Best combination for Voice Assistant performance

Hi all,

What is your experience for fastest reply on any voice command, related to combinations of Conversation Agent, STT and TTS.

Thinking of replies to questions, and performing actions like turning off a light?

I’m still not even close to get the same response time turning off a light comparing to Google Home.

Let me hear your experiences.

Hi

Well my tests using the integrated Assist have been quite nice, it’s quite fast to answer and process all locally (I have used Vosk not Whisper as I use it in french :wink:
Tested with Respeaker 2 Lite board from Seeedstudio !

Vincèn

What do you use for TTS ?

Piper, even on cpu is blazing fast for tts (only English tested). I use piper via Wyoming protocol.

I use whisper (CUDA accelerated) for STT and it is fast. It’s on par with Google and Alexa for response times (and is totally local). I am also using respeaker lite xmos board with a Xiao esp32 s3.

Very interested to learn about the CUDA accelerated way - never knew about it, could you spare couple of minutes and explain what you’ve done ?

I have a custom setup from before it was easy to do it, but now, I think it’s really easy. When I get home I’ll find the repo and instructions.

It’s a docker based solution using nvidia-container-toolkit to pass the GPU to the docker containers.
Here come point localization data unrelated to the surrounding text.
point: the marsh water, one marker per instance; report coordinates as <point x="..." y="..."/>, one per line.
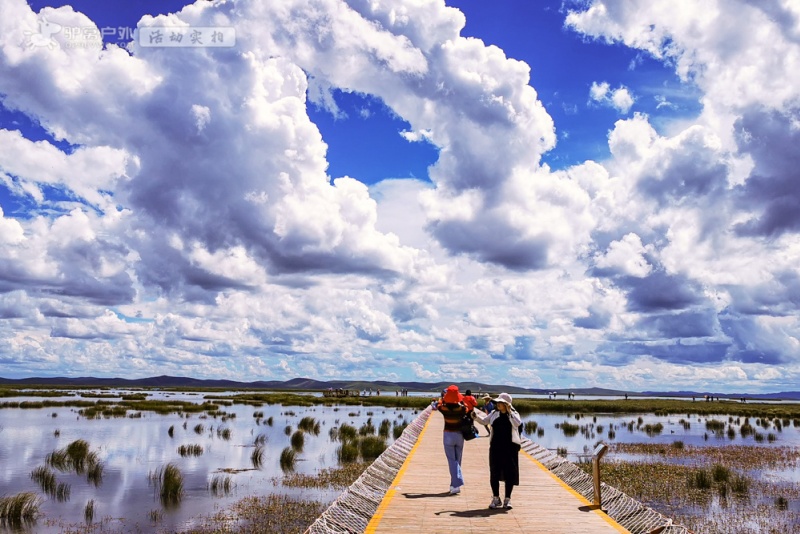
<point x="132" y="448"/>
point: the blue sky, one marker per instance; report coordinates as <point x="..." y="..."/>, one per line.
<point x="549" y="194"/>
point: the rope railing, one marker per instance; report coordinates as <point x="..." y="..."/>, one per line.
<point x="352" y="511"/>
<point x="625" y="510"/>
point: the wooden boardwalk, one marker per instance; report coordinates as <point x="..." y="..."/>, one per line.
<point x="419" y="501"/>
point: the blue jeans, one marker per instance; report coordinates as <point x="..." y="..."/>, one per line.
<point x="453" y="449"/>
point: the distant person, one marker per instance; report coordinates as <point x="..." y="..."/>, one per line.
<point x="453" y="410"/>
<point x="503" y="448"/>
<point x="469" y="401"/>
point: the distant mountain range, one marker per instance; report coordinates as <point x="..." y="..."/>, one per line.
<point x="312" y="384"/>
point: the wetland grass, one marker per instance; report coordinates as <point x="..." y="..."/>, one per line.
<point x="347" y="452"/>
<point x="46" y="479"/>
<point x="77" y="457"/>
<point x="336" y="477"/>
<point x="298" y="440"/>
<point x="168" y="482"/>
<point x="264" y="515"/>
<point x="221" y="485"/>
<point x="384" y="428"/>
<point x="310" y="425"/>
<point x="531" y="427"/>
<point x="367" y="429"/>
<point x="370" y="447"/>
<point x="398" y="429"/>
<point x="347" y="432"/>
<point x="190" y="450"/>
<point x="88" y="511"/>
<point x="288" y="459"/>
<point x="257" y="456"/>
<point x="20" y="508"/>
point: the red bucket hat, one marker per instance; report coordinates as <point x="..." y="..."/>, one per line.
<point x="452" y="396"/>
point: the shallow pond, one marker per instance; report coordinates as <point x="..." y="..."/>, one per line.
<point x="130" y="449"/>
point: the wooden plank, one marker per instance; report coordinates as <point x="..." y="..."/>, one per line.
<point x="419" y="499"/>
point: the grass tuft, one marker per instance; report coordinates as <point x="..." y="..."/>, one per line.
<point x="257" y="456"/>
<point x="298" y="440"/>
<point x="88" y="511"/>
<point x="20" y="508"/>
<point x="190" y="450"/>
<point x="288" y="459"/>
<point x="168" y="481"/>
<point x="221" y="485"/>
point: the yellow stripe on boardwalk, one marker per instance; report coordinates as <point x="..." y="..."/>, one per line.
<point x="419" y="499"/>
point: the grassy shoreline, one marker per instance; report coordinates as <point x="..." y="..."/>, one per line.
<point x="211" y="401"/>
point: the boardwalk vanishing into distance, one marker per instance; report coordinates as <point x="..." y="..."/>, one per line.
<point x="407" y="490"/>
<point x="419" y="500"/>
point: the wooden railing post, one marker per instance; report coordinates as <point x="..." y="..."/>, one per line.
<point x="599" y="452"/>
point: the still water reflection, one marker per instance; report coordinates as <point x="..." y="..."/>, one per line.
<point x="132" y="448"/>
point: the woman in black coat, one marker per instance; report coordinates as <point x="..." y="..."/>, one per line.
<point x="503" y="448"/>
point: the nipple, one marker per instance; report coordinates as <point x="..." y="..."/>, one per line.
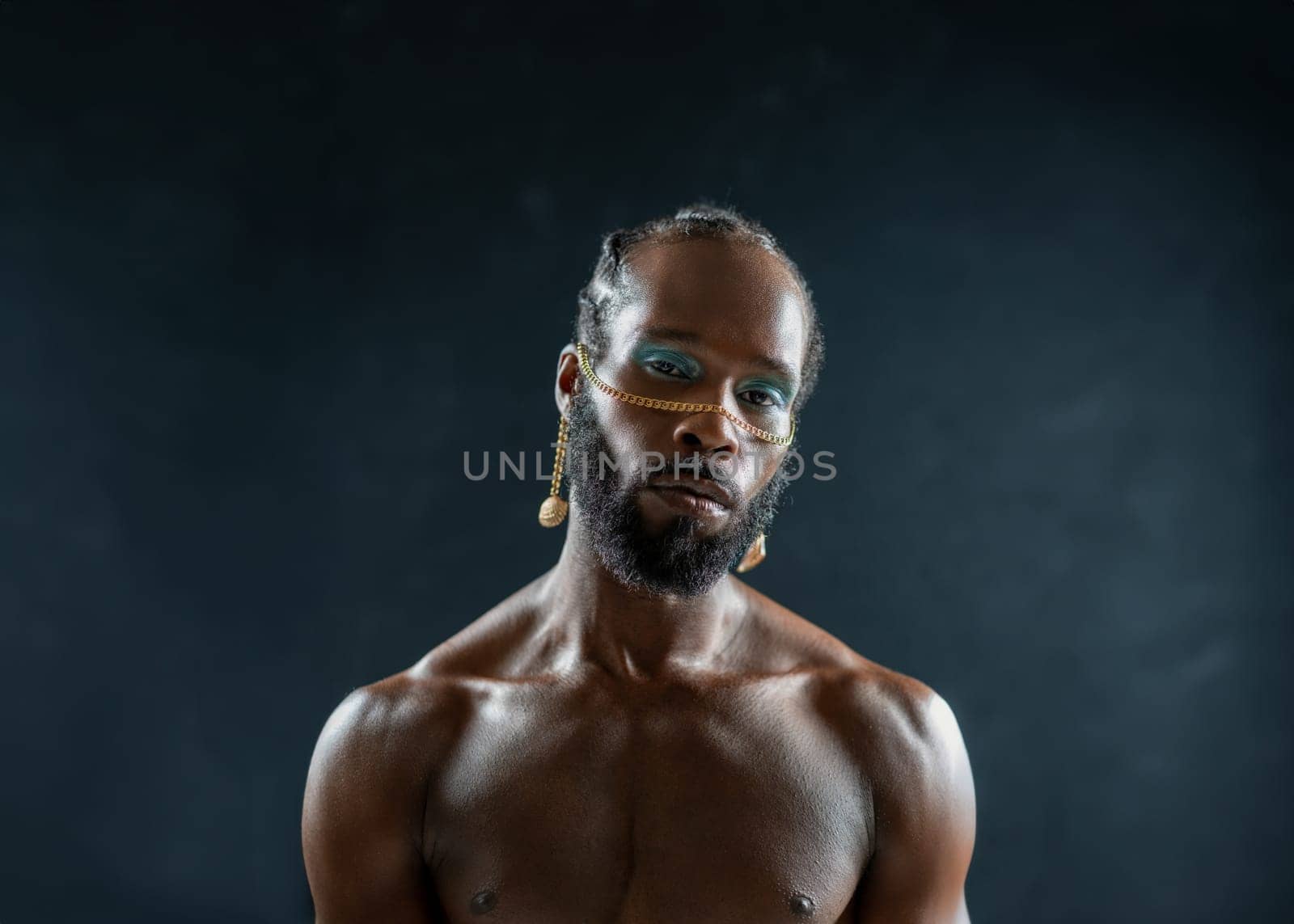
<point x="801" y="905"/>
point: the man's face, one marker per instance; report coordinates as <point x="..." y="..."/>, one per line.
<point x="699" y="321"/>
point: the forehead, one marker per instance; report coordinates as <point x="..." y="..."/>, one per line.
<point x="735" y="297"/>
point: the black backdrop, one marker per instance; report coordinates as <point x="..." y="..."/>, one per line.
<point x="267" y="276"/>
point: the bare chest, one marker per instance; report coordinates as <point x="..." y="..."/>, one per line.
<point x="683" y="805"/>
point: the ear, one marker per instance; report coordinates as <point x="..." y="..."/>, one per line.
<point x="569" y="378"/>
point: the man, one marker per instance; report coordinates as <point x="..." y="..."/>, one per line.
<point x="637" y="736"/>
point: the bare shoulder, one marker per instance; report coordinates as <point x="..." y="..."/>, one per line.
<point x="901" y="732"/>
<point x="396" y="728"/>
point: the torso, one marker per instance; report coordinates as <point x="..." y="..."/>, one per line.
<point x="576" y="797"/>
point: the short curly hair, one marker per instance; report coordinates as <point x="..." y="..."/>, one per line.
<point x="696" y="220"/>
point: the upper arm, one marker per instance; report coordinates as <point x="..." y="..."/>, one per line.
<point x="362" y="821"/>
<point x="924" y="821"/>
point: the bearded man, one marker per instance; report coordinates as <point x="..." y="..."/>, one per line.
<point x="638" y="736"/>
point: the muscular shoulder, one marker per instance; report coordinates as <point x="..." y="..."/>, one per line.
<point x="912" y="762"/>
<point x="375" y="749"/>
<point x="899" y="725"/>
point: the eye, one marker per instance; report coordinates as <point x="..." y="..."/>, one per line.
<point x="666" y="368"/>
<point x="760" y="398"/>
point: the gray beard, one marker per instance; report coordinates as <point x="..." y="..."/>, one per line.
<point x="679" y="562"/>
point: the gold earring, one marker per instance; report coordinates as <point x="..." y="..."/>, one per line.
<point x="553" y="510"/>
<point x="754" y="555"/>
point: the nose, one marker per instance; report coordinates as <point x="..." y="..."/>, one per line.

It has options to use different STT and tts backends. Some have CUDA accel, some don’t.

Has wake word, STT and tts containers available. However, I would recommend using an esp32 s3 based assistant solution, which will allow wake word on device, rather than streaming 24/7 audio to the wake word host over the network.

Switch to the GPU branch and build from it.

Cool! Are you running Whisper and Piper as containers on an external device or on the same physical HW as HA ?

Same physical device compartmentalized into VMs and lxc containers. So a different Linux host via virtualization, but same physical host.

What type of Nvidia GPU are you using ?

For whisper I’m using GTX 1660 ti, more than enough compute and ram to handle that work load.

Do you run Piper on the same GPU ?

Piper no (cpu only and it’s still around 0.1s for processing, not much to gain from acceleration), wake word no, as the esp32 s3 has wake word on device.

My GPU is also doing RTSP h264 CUDA decoding for my zoneminder install and also runs my custom ml framework for zm doing object detection using yolo-nas, yolov10 and yolov8. Which goes to show that cheap older hardware can get you all sorts of goodness using ML/DL.